Born in Bosanci, a village south of Suceava in the Duchy of Bukovina, he came from an old Romanian family of the Storojineț area, originally called Sava. His parents were Teofil, an Orthodox priest, and Maria. He attended primary school in Iordănești near Storojineț from 1890 to 1894, followed by a state high school in Cernăuți from 1894 to 1902. He studied philosophy at Czernowitz and Vienna Universities from 1902 to 1906, specializing in classical philology. He was a high school teacher from 1909 to 1919. He took a doctorate in letters and philosophy from Vienna in 1909, and was named Privatdozent at Czernowitz in 1913. The Austrian Archaeological Institute awarded him a scholarship to study abroad; from 1910 to 1912, he was based at the Austrian Archaeological Institute at Athens, during which time he visited Andros, Crete, Asia Minor, Sicily and the Italian peninsula. Upon the outbreak of World War I, he was mobilized into a hussar regiment in the Austro-Hungarian Army. Due to rising nationalist sentiment, family members decided to change their Ukrainized or Polonized name of Sauciuc to the unmistakably Romanian one of Săveanu. The scholar went along, but because eliminating his original name from military records would have posed problems, opted for a double name. In early 1918, in Cernăuți, he married Vera, the daughter of Teodor Tarnavschi.

In 1919, following the union of Bukovina with Romania, he was named substitute professor of ancient history at Cernăuți University. From 1920 to 1940, he was full professor of history and epigraphy within the classical philology department, serving as dean in 1921–1922. From 1924 to 1926, he was substitute professor at the music and dramatic arts conservatory. Following the Soviet occupation of Northern Bukovina, he was a professor at the University of Bucharest from 1940 to 1947. He was head of the ancient history and epigraphy department within the letters and philosophy department, serving as vice dean (1941) and dean (1946). He was director of the National Museum of Antiquities. He authored studies of Dobrudja, including Callatis, the ruins of which he helped discover; and of Athenian history. These appeared in specialty publications domestically and abroad, such as Analele Dobrogei, Viața Românească, Revista istorică română, Buletinul Comisiunii Monumentelor Istorice, Studii și cercetări de istorie veche and Revue des études sud-est européennes.
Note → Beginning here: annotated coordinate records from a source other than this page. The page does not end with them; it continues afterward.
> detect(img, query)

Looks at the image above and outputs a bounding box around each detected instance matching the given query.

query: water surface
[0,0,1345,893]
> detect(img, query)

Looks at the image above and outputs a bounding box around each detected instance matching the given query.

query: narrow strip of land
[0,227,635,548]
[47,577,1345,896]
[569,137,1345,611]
He was known outside Romania as an epigrapher and a historian of Ancient Greece and Rome. He published 77 works about epigraphy, archaeology and history, and six about society and politics. He wrote about Greek and Latin epigraphy, archaeology, history, numismatics, hardstone carving, ancient metrology and heraldry. His monograph on Callatis, totaling 589 typewritten pages, remains in manuscript.
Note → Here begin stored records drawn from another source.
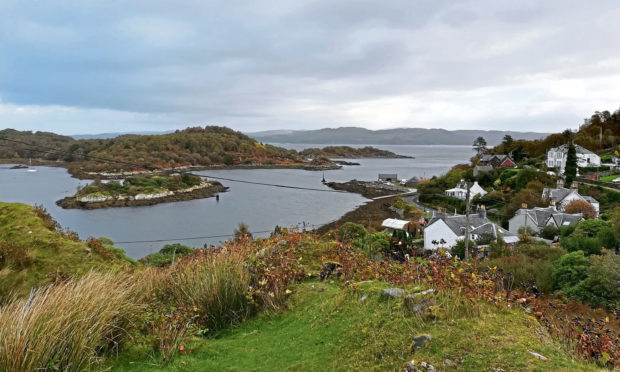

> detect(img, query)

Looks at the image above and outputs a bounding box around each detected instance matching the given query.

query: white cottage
[542,183,600,217]
[444,180,487,200]
[508,206,583,235]
[424,210,519,250]
[547,145,601,173]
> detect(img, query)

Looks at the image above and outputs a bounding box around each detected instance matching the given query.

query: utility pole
[465,181,471,261]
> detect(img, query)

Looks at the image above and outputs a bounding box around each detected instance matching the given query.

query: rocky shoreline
[56,181,228,209]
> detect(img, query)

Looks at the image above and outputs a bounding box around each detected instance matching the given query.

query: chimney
[557,178,564,189]
[478,205,487,218]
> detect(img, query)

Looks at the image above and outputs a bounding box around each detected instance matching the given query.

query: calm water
[0,145,472,258]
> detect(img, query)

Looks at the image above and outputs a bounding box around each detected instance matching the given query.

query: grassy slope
[110,282,596,371]
[0,202,134,298]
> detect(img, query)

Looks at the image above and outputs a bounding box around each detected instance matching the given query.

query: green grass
[601,174,620,182]
[75,173,202,197]
[106,282,596,371]
[0,202,134,300]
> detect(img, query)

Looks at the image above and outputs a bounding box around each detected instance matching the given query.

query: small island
[56,173,228,209]
[299,146,413,159]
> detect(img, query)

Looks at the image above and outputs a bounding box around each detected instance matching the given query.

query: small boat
[26,159,37,173]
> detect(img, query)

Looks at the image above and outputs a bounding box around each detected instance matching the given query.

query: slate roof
[550,213,583,226]
[515,207,583,228]
[428,214,513,240]
[542,187,598,204]
[549,144,596,155]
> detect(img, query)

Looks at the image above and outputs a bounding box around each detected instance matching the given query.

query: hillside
[247,127,547,146]
[299,146,411,159]
[0,202,134,299]
[0,209,620,371]
[111,281,597,371]
[0,126,334,174]
[492,109,620,160]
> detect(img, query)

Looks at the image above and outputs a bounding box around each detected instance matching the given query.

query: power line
[114,224,319,244]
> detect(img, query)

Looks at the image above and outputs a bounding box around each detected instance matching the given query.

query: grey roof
[545,213,583,226]
[581,195,598,204]
[542,187,598,204]
[515,207,583,228]
[543,187,574,203]
[549,144,596,155]
[428,214,513,236]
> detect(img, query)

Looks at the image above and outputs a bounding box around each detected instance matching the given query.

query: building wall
[424,220,457,250]
[508,213,538,235]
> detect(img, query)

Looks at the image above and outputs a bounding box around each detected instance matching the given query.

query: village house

Within the government, he was undersecretary of state (1928-1930, 1932–1933) and ministerial director for Bukovina (1930-1931). From 1926 to 1938, he headed the Bukovina chapter of the National Peasants' Party. He was elected to the Assembly of Deputies in 1926 and 1927, and to the Senate in 1931, 1932 and 1933. In 1928, he was made a commander of the Order of the Crown of Romania, one of several awards he received. He was an honorary member of the Romanian Numismatic Society from 1934, and a corresponding member of the Austrian and German Archaeological Institutes. Elected a corresponding member of the Romanian Academy in May 1945, he was purged in 1948 by the early communist regime and reinstated posthumously in 1990. Due to his political activity, he was incarcerated by the regime at Sighet Prison from 1950, securing release in October 1956. He was held without trial, as was his daughter. He died in Bucharest.